We know Hannah is selfish and interested mostly in her own internal processes and experience, but it isn’t until this moment that the show lets us in on this secret: Hannah isn’t being slighted by Adam, she’s just essentially been using him for sex and wrongly blaming him for her inability to engage in an adult relationship.  After falling off of his bike on the way to go “scrapping,” Hannah confronts Adam about AA, acting as if his not mentioning this detail is some huge misstep, despite the “Anonymous” part of the whole AA thing.  Adam counters with a pained “You don’t want to know me!” which pulls the curtain back on his end of the relationship.  Here is a girl that just shows up unannounced looking to get her needs met, deigning to occasionally ask if something feels good but not if something feels right (cough, cough, Jessa) and as a result has no real understanding of the person she has been pining for.

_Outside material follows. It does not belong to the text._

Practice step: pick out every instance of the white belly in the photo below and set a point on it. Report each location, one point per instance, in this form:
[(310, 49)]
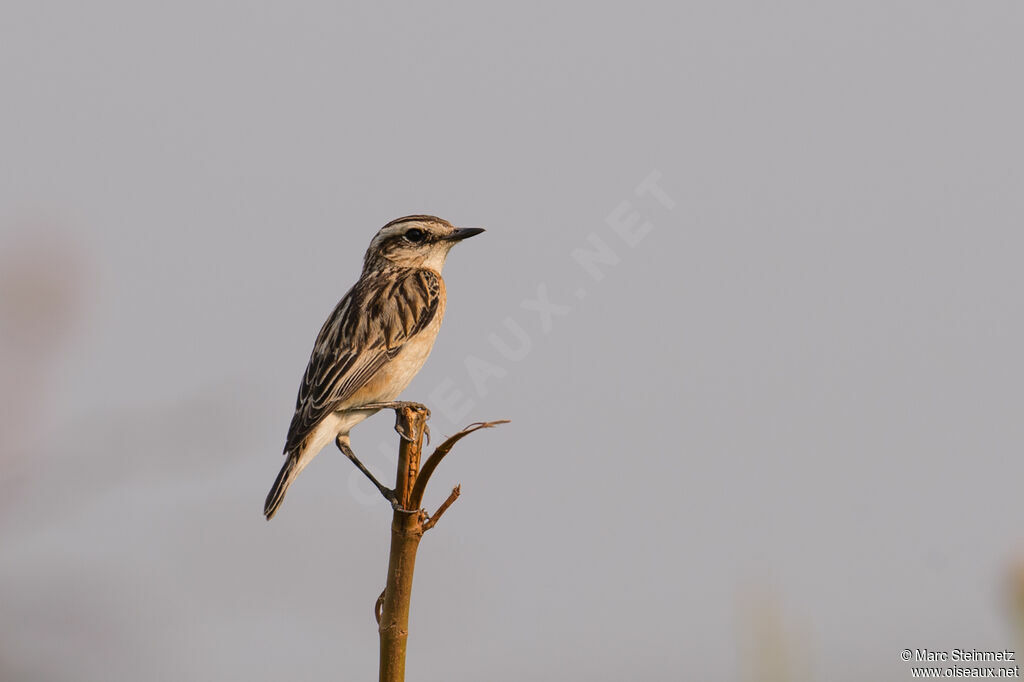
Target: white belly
[(385, 386)]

Marnie, looking for some sort of evidence that she isn’t the selfish girl Elijah accused her of being, sets out to rescue Hannah from Adam, even though Hannah doesn’t need to be rescued; instead, Hannah is finally processing that her failure to really be with Adam has been her fault all along.  Adam is screaming at Hannah, asking if she wants him to be her boyfriend right when Marnie arrives looking to save the day.  We never get Hannah’s response, but if her smile in the taxi ride on the way home—flanked by Marnie and Adam—is any indication, it seems as if her answer was yes.